After years of setbacks that included the removal of near-indigent hotel residents, the removal of asbestos and the removal of tire tracks on the new soft sod, the former Weeping Willow Motel site on West Main Street will reopen this Friday as a canoe and kayak launching area.
The project cost $500,000.
In a press release issued Tuesday, Riverhead Supervisor Sean Walter said removing the problematic Weeping Willow Motel will improve safety, environmental conditions and public access to the Peconic River for passive
recreational enjoyment that will “stimulate revitalization efforts on Main Street….the project has removed a blighting influence in the downtown Riverhead business district and eliminated the significant discharge of wastewater and runoff from the site into the Peconic River.”
The town and other government agencies have been buying up riverfront land up and down West Main Street for years in the hopes of forming a greenbelt along a stretch of road that had been known for its cheap motels and even cheaper streetwalkers.
The Weeping Willow Park appears to be by far the easiest canoe and kayak put-in along the river. The second most recent access site built by the government, near the Greenview Inn, which was once the infamous Riverhead Resort Motel, requires a long portage from the parking lot, but the Weeping Willow put-in is just steps from the parking lot.

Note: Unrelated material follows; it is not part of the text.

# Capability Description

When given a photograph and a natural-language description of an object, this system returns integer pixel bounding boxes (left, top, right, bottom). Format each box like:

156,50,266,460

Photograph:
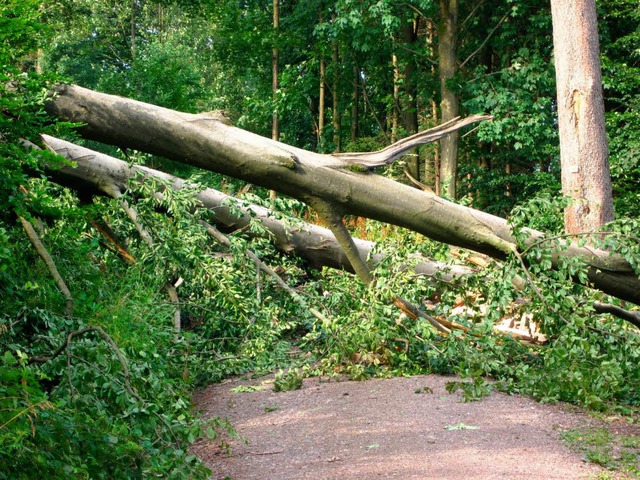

Plans to revive the derelict old Canoe Place Inn on the west side of Shinnecock Canal in Hampton Bays have been in the works for years, and the owners of the property, the Rechler cousins’ corporation, R Squared, now want to redevelop the hotel and build 40 townhouses on property they own on the east side of the canal.
Southampton is proposing to change the zoning there from resort waterfront business and motel to a maritime planned development district.
At a public hearing Tuesday afternoon, many neighbors said they were concerned that they weren’t given an opportunity to provide input on the plan, which would include a sewer system in their backyards.
Members of the town board said it’s important to create affordable housing there.
“I am thoroughly in support of this project… We had to address the dire lack of affordable housing in our town,” said Town Supervisor Anna Throne Holst, who said the town had just evicted some people living in tents along County Road 39. “It takes courage to support affordable housing. It takes courage to say we can’t let this go….We have to be able to overcome the “Not In My Backyard” plague that always happened….We have bent over backwards to reach out to the community and have them weigh in on this.
Southampton Hospital president Robert Chaloner sent a letter supporting the proposal, saying hospital workers have a hard time finding housing here.
“We urge the town to support this proposal,” he said.
The proposal was tabled for two weeks.
Comment was very light a public hearing on whether graveyards should no longer be considered park recreation areas, despite extensive coverage on this website. Perhaps it should have been held at a night meeting to encourage more participation from ghouls.